Origine de l'oeuf de Pâques
"Je vous donne des oeufs. L'œuf en sa forme ronde
Semble au Ciel, qui peut tout en ses bras enfermer,
Le feu, l'air et la terre, et l'humeur de la mer,
Et sans être compris comprend tout en ce monde."
Pierre de RONSARD
Depuis les temps païens, l'œuf fut le symbole de naissance, de fertilité, de renaissance et surtout le symbole indestructible de la bonté. D'autres sources affirment que l'œuf symbolise les quatre éléments de vie: la coquille représente la terre; la membrane, l'air; le blanc, l'eau; et le jaune, le feu.
De tout temps, bien avant l'ère chrétienne, on a offert des oeufs décorés. Chez les égyptiens déjà (eh oui, encore eux !) et chez les gaulois les oeufs teints étaient symboles de renouveau printanier.
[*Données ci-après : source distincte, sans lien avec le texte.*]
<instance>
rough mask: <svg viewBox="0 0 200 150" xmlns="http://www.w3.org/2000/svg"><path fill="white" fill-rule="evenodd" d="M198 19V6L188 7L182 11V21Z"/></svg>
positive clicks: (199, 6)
On retrouve dans la comptabilité du palais royal d'Edwards I en Angleterre (en l'an 1200) la somme de 18 pences versée pour l'achat de 450 oeufs qui devaient être peints à la feuille d'or avant d'être distribués aux membres de la famille royale. Les oeufs recouverts d'or apportent la richesse à ceux qui les reçoivent.
Cette coutume "royale" se retrouve 500 ans plus tard à la cour du roi Louis XIV qui en fait une véritable institution. On se devait de lui apporter le plus gros oeuf pondu en son royaume durant la semaine sainte. Lui-même, le jour de Pâques, entouré de grandes corbeilles, distribuait en personne des oeufs peints à la feuille d'or à ses courtisans et au bon peuple.
Qu'il soit peint, gravé, incrusté, ajouré ou brodé, c'est le cadeau de la vie qui est transmis; un vœu de chance ou une marque d'affection, d'estime, d'amour.